今日も、夜風に煽られながら足立は自宅に帰ってきた。その表情はいつも以上に――――固い。アスタロトが何かを話しかける前に、足立はそのまま台所に向かう。影はどこか嫌な予感がして後をついていく。足立の手には――――月色の包丁が握られていた。
『待って足立! キミは一体何をしているんだ!?』
「…………うるさい」
『キミは自分の殻を破って“成長”したかったんじゃないのか!』
「うっせぇって言ってんだ! てめぇが怠惰しろって言ったんだろ! もういいよ、休ませてくれよ!! もう蔑むような会社の奴らの前に身体を晒したくねぇんだ!!」
足立の包丁を握る手はガタガタと震えていた。切るつもりがなくてもその震えで逆手を痛めてしまいそうだった。そして抑え込んでいた感情が爆発したのか、顔をくしゃくしゃにして泣き叫んでいた。まるで幼い頃に戻ってしまったようだった。
「俺だって頑張ってるんだ! なんで認めてくれないんだ……なんで……なんで…………」
『もう良いんだ足立。無理をする必要は、ない。キミは充分頑張ったよ。それでも周りは認めてくれないときがある。なら、キミはキミをわかってあげなきゃいけない』
「俺が、俺をわかる?」
『キミが思っている“成長”は他人が認めて初めて成立するものなんだ。でも世の中理不尽なこともあるさ。それならキミがキミを認めてあげればいい。つらいキミを受け入れてあげればいい』
「…………」
アスタロトは影の中から、ズルズルと“浮上”をしてきた。ちっぽけな黒の球体は米粒のような瞳を足立に向けた。

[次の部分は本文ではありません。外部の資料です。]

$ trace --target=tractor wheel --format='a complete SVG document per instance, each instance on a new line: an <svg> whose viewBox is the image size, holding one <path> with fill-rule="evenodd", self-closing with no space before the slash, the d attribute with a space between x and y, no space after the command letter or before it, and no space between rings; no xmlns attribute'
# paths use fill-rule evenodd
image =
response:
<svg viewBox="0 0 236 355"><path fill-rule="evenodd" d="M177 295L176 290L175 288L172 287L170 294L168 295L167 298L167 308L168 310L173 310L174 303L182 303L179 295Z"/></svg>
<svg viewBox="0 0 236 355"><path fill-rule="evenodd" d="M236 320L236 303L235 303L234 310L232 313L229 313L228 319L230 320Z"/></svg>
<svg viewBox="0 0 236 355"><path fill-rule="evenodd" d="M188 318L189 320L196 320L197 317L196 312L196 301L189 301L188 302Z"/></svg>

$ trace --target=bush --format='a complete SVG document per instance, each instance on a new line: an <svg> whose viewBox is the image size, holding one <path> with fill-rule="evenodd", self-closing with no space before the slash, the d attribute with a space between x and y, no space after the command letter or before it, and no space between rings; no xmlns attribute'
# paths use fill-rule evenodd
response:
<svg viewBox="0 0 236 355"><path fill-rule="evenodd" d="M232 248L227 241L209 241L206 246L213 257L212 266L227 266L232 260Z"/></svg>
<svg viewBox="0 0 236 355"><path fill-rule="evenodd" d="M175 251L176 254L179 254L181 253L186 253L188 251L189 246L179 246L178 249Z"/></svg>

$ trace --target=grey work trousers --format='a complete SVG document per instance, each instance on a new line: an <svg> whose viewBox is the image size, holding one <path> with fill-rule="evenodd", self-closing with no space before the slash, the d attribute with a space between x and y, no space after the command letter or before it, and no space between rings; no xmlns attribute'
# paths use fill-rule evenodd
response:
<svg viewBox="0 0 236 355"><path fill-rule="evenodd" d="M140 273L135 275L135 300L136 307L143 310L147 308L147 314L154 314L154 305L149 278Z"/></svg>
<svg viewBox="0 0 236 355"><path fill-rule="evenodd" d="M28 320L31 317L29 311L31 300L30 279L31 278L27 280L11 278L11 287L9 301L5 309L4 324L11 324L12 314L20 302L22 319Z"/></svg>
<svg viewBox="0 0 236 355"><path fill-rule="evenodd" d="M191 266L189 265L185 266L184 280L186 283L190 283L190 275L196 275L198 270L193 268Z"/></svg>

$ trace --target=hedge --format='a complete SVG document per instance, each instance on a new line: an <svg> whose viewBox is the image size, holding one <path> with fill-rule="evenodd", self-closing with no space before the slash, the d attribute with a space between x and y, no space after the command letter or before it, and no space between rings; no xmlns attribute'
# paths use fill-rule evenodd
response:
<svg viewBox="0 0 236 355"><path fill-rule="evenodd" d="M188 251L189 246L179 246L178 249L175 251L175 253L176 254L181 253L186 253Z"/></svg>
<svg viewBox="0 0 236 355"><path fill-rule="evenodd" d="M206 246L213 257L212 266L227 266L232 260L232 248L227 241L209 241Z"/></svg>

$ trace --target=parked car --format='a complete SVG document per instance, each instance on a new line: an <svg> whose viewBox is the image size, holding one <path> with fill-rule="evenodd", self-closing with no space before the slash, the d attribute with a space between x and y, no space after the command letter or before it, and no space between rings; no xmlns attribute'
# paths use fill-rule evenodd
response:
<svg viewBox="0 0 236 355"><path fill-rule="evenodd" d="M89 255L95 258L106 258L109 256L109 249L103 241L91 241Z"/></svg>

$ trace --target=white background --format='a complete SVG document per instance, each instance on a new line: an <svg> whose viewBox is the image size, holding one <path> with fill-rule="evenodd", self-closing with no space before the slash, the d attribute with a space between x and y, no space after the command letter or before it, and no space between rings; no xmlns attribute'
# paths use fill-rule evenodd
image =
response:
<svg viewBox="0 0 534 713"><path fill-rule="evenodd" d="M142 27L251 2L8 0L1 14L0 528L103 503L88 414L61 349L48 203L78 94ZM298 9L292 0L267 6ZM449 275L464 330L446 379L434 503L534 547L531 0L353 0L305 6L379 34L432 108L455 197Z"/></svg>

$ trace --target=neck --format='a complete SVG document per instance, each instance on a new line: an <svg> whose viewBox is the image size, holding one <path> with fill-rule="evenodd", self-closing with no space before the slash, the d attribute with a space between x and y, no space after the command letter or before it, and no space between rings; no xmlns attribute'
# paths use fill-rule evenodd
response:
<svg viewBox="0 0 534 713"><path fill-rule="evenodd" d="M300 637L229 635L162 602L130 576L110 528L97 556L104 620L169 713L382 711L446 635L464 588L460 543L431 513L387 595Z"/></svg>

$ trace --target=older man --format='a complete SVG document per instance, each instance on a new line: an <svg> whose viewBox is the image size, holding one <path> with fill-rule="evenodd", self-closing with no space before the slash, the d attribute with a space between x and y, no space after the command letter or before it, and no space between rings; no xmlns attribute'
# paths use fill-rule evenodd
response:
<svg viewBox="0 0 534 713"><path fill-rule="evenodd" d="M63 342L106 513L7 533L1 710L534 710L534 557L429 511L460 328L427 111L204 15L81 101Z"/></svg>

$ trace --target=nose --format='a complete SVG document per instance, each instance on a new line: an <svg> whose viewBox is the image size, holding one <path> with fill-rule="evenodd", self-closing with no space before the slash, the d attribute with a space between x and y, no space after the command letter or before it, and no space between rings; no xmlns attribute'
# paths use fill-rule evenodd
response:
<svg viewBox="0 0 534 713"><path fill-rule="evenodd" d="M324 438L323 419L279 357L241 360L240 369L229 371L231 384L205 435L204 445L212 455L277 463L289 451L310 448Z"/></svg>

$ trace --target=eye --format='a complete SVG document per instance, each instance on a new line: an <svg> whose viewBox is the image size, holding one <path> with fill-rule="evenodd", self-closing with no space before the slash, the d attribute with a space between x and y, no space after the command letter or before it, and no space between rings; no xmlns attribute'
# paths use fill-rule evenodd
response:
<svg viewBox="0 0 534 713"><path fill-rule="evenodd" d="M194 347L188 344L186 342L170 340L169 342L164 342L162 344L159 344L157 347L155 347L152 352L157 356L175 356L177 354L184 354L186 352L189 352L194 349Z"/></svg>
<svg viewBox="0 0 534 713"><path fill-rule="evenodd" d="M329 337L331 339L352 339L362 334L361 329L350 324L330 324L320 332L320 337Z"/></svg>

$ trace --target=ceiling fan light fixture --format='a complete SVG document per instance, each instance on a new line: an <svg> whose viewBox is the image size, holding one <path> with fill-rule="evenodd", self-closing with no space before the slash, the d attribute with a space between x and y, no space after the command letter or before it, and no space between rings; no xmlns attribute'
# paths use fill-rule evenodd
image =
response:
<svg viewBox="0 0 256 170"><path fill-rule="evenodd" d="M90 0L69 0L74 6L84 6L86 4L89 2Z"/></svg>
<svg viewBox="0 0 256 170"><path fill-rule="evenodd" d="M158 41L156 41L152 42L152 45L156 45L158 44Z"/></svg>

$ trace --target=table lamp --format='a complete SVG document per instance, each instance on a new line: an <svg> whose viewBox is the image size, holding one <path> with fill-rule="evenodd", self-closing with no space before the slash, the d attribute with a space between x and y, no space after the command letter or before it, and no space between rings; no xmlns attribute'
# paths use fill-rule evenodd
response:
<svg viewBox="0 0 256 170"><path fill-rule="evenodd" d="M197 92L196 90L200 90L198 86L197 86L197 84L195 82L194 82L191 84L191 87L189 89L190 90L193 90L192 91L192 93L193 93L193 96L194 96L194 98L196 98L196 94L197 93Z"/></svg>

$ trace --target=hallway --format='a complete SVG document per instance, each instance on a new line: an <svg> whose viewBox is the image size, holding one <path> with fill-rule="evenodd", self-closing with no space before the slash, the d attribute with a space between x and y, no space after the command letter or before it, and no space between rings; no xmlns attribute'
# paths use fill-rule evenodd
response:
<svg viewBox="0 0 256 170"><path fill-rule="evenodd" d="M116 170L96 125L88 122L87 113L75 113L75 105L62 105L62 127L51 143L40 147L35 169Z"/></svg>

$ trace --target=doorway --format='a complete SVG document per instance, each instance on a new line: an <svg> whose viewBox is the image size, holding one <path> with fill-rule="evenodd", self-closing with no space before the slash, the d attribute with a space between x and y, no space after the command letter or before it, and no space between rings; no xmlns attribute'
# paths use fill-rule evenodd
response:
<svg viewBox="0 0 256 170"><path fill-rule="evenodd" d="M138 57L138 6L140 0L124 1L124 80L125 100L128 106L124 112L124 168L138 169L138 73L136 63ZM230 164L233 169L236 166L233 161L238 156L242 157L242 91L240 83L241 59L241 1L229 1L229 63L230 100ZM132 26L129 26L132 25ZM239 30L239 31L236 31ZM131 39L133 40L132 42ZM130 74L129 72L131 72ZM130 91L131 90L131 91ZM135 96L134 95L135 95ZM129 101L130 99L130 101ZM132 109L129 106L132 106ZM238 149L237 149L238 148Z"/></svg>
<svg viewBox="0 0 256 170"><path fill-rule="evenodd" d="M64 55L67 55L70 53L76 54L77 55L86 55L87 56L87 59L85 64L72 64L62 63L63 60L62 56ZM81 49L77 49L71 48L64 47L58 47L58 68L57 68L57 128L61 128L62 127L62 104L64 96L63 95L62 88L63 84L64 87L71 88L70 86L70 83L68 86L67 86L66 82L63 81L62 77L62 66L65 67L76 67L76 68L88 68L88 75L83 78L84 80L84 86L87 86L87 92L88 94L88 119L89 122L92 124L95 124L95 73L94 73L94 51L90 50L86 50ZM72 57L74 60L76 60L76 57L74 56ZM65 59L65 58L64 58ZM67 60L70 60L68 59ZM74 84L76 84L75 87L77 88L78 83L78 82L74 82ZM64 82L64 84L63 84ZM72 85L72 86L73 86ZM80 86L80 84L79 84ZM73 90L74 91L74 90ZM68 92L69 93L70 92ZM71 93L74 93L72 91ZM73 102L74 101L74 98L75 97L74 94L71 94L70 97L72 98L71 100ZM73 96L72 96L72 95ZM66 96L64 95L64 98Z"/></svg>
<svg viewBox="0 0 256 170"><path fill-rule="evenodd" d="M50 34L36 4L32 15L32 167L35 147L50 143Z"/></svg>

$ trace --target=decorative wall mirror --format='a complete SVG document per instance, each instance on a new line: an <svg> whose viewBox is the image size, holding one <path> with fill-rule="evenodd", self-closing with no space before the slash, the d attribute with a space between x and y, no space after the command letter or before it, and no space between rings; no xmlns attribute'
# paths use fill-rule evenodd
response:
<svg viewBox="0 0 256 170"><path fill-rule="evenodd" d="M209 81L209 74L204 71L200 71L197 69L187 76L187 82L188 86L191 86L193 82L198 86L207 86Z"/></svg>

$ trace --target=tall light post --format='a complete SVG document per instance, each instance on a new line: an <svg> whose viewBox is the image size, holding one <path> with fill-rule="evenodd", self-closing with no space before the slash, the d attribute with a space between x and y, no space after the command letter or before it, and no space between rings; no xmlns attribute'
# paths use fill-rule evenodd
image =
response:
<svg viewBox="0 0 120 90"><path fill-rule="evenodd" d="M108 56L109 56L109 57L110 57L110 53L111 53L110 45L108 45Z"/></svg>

『ボクはキミ自身を守るために、一度立ち止まってみるのもありだと思うんだ。でもそれはあくまで“一度”だよ。それが“永遠”になってしまえば、本当にキミは“成長”できない』
「俺は……休んでもいいのか?」
『いいとも』
「誰も……怒らない?」
『あぁ、怒らないよ』
足立は、蚊が鳴くような声で“そっか”と呟いた。そして包丁をまた台所にかたした。そして緊張の糸がぶっつりと切れたのか――そこに座り込んでしまった。アスタロトはそんな足立の側にずっと支えるように居続けた。
*****
あれから二日が経った。契約期限を一日残して、足立との契約は成立という形となった。足立は散々自分を苦しめた会社を辞めた。親にはしばらく内緒にするそうだ。これからどの職に就こうか考えてもいないらしい。しばらくバイトをして、自分の好きなバイクに没頭することにしたようだ。
『というわけで、これで契約通りボクにその方法をくれるかな?』
「あぁ、もちろんだ。ありがとな」
『言っておくけど、怠惰はやりすぎると腐るから気をつけてね』
「肝に銘じておくよ」
足立は肩をすくめてハハハと笑っていた。そして自分の影から浮かびあがっている黒い球体、アスタロトを見つめていた。
「にしてもこんな日中に姿を現すなんて珍しいじゃないか。その方法っていうのを俺から忘却させるのに必要な要素なのか?」
『いいや、そんなわけではないんだけどね……ボクも自分の殻を破りたくて、それに踏み切れるような刺激が欲しかったんだ。だから、もう方法はすでにキミから自然と受け取れたものなんだよ』
アスタロトの物言いに、足立は首を傾げる。内容が抽象的すぎてイマイチ理解ができなかったのだろう。しかしアスタロトは目を輝かせながら、こう続けた。
『ボクはずっと影から出てみたかった……“陽だまり”に出てみたかった。本当は王になるとかどうでもよくて……。悪魔である自分が嫌なんだ。綺麗事かもしれないけど、ボクはボクの方法で人間の役にたちたい。それなら一回この身体を抜け出したいんだ。魂も身体と共に消えてしまうのかもしれないけど』
ちっぽけな身体で、でもアスタロトは足立に精一杯自分の“夢”を語った。
『ボクの背中を押してくれないかな?』
足立はそのアスタロトの姿に、にこりと笑って、アスタロトの身体をそっと両手で包み込んだ。そして願いをかけるように目を閉じた。
「大丈夫。お前なら、きっと」
その言葉に、アスタロトは満足したようだった。その黒い球体はゆっくりと浮いていき影からそっと離れていった。ゆっくりとその身体は陽だまりに当てられていく。するとその身体は薄いレンズのようにスーっと透けていった。それはシャボン玉のように美しい色をしていた。
ゆっくりその身体は陽だまりに溶けていく。それはまるで魂を具現化させたかのように幻想的で――数秒のうちに形を消していった。足立はその光景を目に焼けつけた。こんなに現実から離れた美しい情景は、二度と見ることはないだろうと思いながら――――柔らかい陽の光を見つめていた。
アスタロト。まったく異なるふたつの顔をもったもの。ひとつは怠惰を推奨する悪魔という一面。そして、もう一つの一面は四十の軍隊を指揮する座天使の君主というものである。
しかしどちらの姿にも同じ魂が宿っていたと知るものは――ただ一人の元サラリーマンを残して――誰もいない。